Открыв флакончик с лекарством от простуды, он вытряхнул на ладонь две таблетки и вручил их ей. Шелби взяла бутылку с водой с журнального столика, проглотила таблетки и скривилась.
— Мы собирались на такую потрясную вечеринку, — с грустью сказала она. — У Жени самая крутая квартира в Сиэтле, а я собиралась похвастаться тобой перед всеми.
— Ты сможешь похвастаться мною позже. — Марк накинул на неё одеяло. — А пока сосредоточься на выздоровлении. Я даже отдам тебе пульт.
— Ты такой милый. — Вздохнув, Шелби прислонилась к нему и снова высморкалась. — Я очень сожалею о наших испорченных сексуальных выходных.
— Наши отношения заключаются не только в сексе.

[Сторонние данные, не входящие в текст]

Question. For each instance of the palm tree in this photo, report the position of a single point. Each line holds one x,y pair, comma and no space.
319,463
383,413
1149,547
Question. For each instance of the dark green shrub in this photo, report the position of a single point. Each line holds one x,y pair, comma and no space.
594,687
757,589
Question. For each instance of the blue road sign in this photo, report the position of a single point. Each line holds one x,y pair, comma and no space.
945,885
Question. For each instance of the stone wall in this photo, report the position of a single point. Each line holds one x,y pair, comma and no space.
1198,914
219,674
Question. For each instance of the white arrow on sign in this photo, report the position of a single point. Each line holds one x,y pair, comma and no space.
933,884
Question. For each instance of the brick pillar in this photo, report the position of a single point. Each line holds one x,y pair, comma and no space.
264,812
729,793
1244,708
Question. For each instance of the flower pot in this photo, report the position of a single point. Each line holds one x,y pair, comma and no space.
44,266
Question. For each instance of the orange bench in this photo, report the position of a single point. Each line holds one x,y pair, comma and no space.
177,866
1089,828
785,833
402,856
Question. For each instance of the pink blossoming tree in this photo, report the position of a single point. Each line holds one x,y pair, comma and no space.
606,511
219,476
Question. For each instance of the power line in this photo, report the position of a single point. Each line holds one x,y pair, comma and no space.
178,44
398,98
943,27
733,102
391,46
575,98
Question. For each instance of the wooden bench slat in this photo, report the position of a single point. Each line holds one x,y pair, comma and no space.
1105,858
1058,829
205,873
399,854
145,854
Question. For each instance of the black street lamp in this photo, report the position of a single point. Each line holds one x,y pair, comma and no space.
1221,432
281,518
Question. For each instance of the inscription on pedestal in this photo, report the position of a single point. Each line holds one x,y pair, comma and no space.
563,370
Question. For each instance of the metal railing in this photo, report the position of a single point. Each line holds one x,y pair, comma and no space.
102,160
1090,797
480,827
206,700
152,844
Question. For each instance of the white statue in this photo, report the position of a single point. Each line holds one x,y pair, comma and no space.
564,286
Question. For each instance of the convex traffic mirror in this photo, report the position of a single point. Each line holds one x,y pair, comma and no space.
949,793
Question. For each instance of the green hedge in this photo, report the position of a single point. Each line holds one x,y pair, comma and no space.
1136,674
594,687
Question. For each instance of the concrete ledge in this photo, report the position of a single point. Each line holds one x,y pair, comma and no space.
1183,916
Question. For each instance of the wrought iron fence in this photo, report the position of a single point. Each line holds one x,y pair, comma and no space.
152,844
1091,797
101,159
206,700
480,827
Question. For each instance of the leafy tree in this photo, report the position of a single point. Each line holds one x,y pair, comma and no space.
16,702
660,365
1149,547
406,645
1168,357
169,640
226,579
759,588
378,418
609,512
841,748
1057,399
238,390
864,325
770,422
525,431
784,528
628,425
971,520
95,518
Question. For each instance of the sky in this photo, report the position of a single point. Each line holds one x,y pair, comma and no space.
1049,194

— Рада это слышать, — и после небольшой паузы она добавила: — Это номер три в списке.
Марк неспешно переключал каналы кабельного телевидения:
— В каком списке?
— Вероятно, мне не стоит тебе об этом рассказывать. Но недавно я прочитала про пять признаков того, что парень готов к слову на букву О.
Марк перестал щёлкать кнопкой переключения каналов.
— Слово на букву О? — безучастно спросил он.
— Обязательства. И к настоящему моменту ты выполнил три пункта из списка, согласно которому мужчина готов к обязательствам.
— Да? — осторожно спросил он. — А что идёт под номером один?
— Ты устал от ночных клубов и баров.
— Ну, вообще-то, мне никогда и не нравились ночные клубы.
— Во-вторых, ты представил меня своей семье и друзьям. В-третьих, ты только что дал понять, что считаешь меня чем-то большим, чем просто партнёром по сексу.
— А что идёт под номерами четыре и пять?
— Я не могу тебе сказать.
— Почему это?
— Потому что если скажу, ты не сможешь их выполнить.
Марк улыбнулся и вручил ей телевизионный пульт.
— Ну, сообщи мне, когда я их выполню. Не хотелось бы что-нибудь пропустить. — Он обнял Шелби, а она принялась искать подходящий фильм.
Обычно им было комфортно молча находиться рядом. Но это молчание было натянутым, вопросительным. Марк понимал, что Шелби только что открылась ему. Она хотела установить новые границы их отношений, обсудить, к чему они должны привести.